VANCOUVER -- Unionized forestry workers on Vancouver Island have voted in favour of ratifying a tentative agreement reached with their employer Western Forest Products earlier this week.

A total of 81.9 per cent of members of United Steelworkers Local 1-1937 voted in favour of the deal, the union announced Saturday. The vote officially ends a strike that lasted nearly eight months and wreaked havoc on communities across the North Island.

Union president Brian Butler told CTV News Vancouver Island earlier this week that his bargaining committee was recommending members accept the deal.

On Monday, a tentative deal to end the strike was reached between the union and WFP, meaning a vote in favour of the agreement by union members would end the bitter dispute.

Forestry workers cast ballots at polling stations in Port Alberni, Ladysmith and Powell River on Thursday.
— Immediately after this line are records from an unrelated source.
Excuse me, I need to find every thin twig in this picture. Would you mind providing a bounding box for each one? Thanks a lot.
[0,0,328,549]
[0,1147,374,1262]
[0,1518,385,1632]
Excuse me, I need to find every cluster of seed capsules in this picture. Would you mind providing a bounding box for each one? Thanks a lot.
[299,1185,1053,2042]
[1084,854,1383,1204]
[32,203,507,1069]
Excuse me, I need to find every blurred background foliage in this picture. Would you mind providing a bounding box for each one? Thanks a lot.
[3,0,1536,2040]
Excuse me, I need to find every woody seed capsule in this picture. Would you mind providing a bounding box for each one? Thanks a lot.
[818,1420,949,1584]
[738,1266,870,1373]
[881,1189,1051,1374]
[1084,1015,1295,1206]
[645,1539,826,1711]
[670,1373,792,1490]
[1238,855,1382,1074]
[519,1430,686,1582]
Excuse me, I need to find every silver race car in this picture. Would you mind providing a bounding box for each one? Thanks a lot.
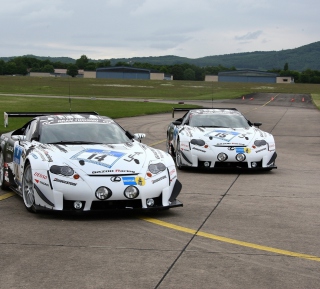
[0,112,182,213]
[167,108,277,170]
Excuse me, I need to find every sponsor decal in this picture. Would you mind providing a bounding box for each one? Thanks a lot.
[110,176,121,182]
[135,176,145,186]
[244,147,251,153]
[124,152,142,164]
[139,143,147,150]
[31,153,38,159]
[235,147,251,154]
[122,177,136,185]
[53,178,77,186]
[122,176,145,186]
[115,169,135,173]
[71,148,125,168]
[150,148,160,159]
[256,148,267,153]
[52,144,68,153]
[34,172,47,179]
[170,175,177,183]
[268,143,275,151]
[125,142,133,148]
[7,145,14,152]
[57,119,99,123]
[238,134,249,140]
[13,146,24,164]
[35,179,49,187]
[192,147,206,153]
[152,175,167,184]
[92,170,114,174]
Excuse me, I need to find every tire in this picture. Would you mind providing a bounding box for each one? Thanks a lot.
[22,163,36,213]
[175,141,183,170]
[0,152,9,190]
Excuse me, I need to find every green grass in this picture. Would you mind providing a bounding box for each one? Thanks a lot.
[1,76,320,100]
[0,96,198,134]
[311,93,320,108]
[0,76,319,133]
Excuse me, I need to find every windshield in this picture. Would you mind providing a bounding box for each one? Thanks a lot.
[189,114,249,128]
[39,122,131,144]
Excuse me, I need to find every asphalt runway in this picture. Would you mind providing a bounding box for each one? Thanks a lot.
[1,93,320,289]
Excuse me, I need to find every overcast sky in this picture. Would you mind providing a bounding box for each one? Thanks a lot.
[1,0,319,60]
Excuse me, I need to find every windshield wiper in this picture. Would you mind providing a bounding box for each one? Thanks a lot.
[196,125,229,128]
[48,141,102,145]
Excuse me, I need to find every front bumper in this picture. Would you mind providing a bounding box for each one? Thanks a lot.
[33,179,183,212]
[180,147,277,170]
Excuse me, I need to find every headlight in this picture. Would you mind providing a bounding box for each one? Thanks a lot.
[236,153,246,162]
[190,139,205,146]
[254,140,267,147]
[124,186,139,199]
[95,187,112,200]
[148,163,166,174]
[50,165,74,176]
[217,153,228,161]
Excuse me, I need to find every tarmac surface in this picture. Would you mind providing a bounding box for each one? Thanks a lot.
[0,93,320,289]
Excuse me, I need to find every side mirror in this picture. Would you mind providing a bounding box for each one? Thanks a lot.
[133,133,146,142]
[172,121,182,125]
[12,135,26,141]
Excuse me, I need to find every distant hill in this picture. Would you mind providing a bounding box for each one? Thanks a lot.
[1,41,320,71]
[108,41,320,71]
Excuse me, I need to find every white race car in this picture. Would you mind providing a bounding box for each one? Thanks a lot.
[0,112,182,213]
[167,108,277,171]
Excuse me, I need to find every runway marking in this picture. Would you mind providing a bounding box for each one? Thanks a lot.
[141,217,320,262]
[261,93,280,107]
[149,139,167,146]
[0,192,15,201]
[243,93,280,113]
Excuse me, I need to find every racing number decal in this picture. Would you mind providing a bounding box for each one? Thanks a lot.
[205,130,240,142]
[71,149,125,168]
[215,132,227,138]
[87,153,108,162]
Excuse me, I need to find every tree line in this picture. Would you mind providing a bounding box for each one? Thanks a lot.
[0,55,320,83]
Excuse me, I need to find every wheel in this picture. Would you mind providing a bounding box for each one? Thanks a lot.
[0,152,9,190]
[22,163,36,213]
[175,141,183,170]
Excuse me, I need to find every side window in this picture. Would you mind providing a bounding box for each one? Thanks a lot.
[25,120,38,141]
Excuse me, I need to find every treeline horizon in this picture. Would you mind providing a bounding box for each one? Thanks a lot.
[1,54,320,83]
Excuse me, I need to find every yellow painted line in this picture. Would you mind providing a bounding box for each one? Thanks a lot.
[243,93,280,113]
[149,139,167,147]
[0,192,15,201]
[141,217,320,262]
[261,93,280,107]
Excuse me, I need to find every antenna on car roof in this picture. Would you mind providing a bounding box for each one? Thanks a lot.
[69,81,71,112]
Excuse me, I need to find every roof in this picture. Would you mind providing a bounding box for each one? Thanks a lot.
[96,66,160,73]
[218,70,279,77]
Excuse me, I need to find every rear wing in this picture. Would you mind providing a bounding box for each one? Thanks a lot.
[171,107,238,118]
[4,111,99,127]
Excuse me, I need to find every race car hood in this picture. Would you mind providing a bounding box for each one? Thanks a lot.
[31,142,156,175]
[185,126,270,147]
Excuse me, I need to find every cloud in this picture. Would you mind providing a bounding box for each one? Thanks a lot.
[235,31,263,41]
[0,0,319,59]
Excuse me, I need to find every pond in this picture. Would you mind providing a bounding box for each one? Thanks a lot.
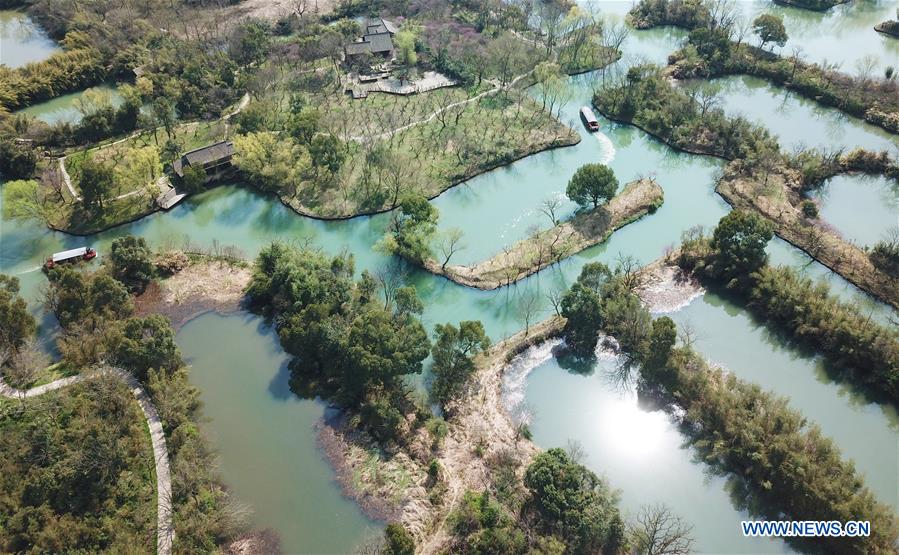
[0,10,59,68]
[506,342,790,553]
[178,312,381,554]
[1,1,898,552]
[809,173,899,248]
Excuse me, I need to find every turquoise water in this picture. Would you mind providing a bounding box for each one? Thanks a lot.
[17,84,124,125]
[1,3,898,552]
[698,74,899,154]
[178,313,381,553]
[810,173,899,248]
[517,347,789,553]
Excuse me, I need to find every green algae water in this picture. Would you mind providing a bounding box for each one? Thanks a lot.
[17,84,124,125]
[177,312,380,554]
[2,2,899,551]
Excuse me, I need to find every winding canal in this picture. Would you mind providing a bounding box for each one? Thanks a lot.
[1,2,897,552]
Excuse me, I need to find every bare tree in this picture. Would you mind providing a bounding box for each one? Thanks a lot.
[545,282,566,317]
[678,320,700,351]
[375,262,407,310]
[540,197,563,227]
[437,228,465,270]
[629,504,695,555]
[615,253,643,292]
[517,289,541,336]
[565,439,586,463]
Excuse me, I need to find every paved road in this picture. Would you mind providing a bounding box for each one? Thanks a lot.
[0,368,174,555]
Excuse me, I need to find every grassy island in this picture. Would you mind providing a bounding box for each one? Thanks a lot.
[875,16,899,38]
[594,65,899,308]
[2,0,622,233]
[772,0,849,11]
[422,178,664,289]
[628,0,899,134]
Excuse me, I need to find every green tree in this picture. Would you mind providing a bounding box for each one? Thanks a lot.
[288,106,320,146]
[753,14,788,51]
[109,235,154,292]
[385,194,439,263]
[645,316,677,371]
[560,282,604,358]
[0,275,36,354]
[342,308,430,403]
[382,523,415,555]
[112,146,159,194]
[309,134,346,175]
[449,491,527,554]
[395,29,418,79]
[430,320,491,409]
[566,164,619,209]
[47,268,133,328]
[114,315,182,381]
[524,448,625,553]
[0,139,38,179]
[231,20,272,66]
[1,179,48,223]
[79,156,115,212]
[181,164,207,193]
[709,210,773,284]
[232,132,311,194]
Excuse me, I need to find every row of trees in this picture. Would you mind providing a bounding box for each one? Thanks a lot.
[678,210,899,402]
[640,335,899,554]
[2,233,240,550]
[637,0,899,132]
[595,64,780,162]
[550,214,898,553]
[0,31,106,111]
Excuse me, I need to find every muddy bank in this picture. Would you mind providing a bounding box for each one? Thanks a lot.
[636,260,705,313]
[134,256,251,329]
[315,413,429,526]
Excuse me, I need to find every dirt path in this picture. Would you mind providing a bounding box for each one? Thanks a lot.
[349,72,532,142]
[0,369,174,555]
[56,92,251,206]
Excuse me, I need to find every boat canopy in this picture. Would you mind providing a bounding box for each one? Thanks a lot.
[51,247,88,263]
[580,106,598,124]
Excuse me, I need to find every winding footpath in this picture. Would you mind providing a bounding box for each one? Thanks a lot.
[348,72,533,142]
[56,92,251,204]
[0,368,174,555]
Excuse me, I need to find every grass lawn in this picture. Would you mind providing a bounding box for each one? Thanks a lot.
[281,90,579,218]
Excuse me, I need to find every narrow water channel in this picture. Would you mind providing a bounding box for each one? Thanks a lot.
[2,2,898,552]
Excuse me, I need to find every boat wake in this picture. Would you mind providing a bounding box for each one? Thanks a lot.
[501,339,562,425]
[594,131,616,164]
[15,265,42,274]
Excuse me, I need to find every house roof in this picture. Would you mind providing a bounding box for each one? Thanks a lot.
[173,140,234,176]
[346,41,374,56]
[344,32,394,56]
[365,17,398,35]
[366,32,394,53]
[182,140,234,166]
On Friday, union members voted in Port McNeill, Gold River and Campbell River.

In a news release, the union described the strike as "an impressive act of solidarity" that achieved much of what members wanted.

On Saturday, Butler told CTV News there are still a significant number of members who are frustrated with the way WFP treated them under their previous contract and the way the company approached negotiations.

"Western will have its work cut out for them in trying to improve the relationship with our members and we hope they enter this collective agreement with the intention of doing so," he said.

The union's release highlighted a 12.5 per cent wage increase over the next four years and four months, increased health and welfare benefits, the introduction of a safety boot allowance and improvements to contract language.

The union also claims it made "zero concessions" to WFP in the agreement, though it notes it did not achieve the goal of ending "what members believe are dangerous alternate shifts." Instead, the union says it "improved the dispute process" by ensuring that the employer must make operational trials of the union's proposed shift schedules.

Some 2,600 workers walked off their jobs at WFP sawmills and sorting facilities on Vancouver Island in July 2019. February was the strike's eighth month.

"(It's the) longest strike we've ever had on the coast of B.C., may also be the longest forest industry strike in B.C. history," Butler said. "(That's) certainly not a goal we were trying to achieve when we started."

The union president said he expects it will take some time for Western Forest Products to fully resume production now that the strike is over. Union members will likely begin receiving calls from the company starting on Tuesday, Butler said.

"It's been an arduous, long journey in this process," he said. "I'm just pleased to be able to deliver to our members what they sought to achieve when we started bargaining."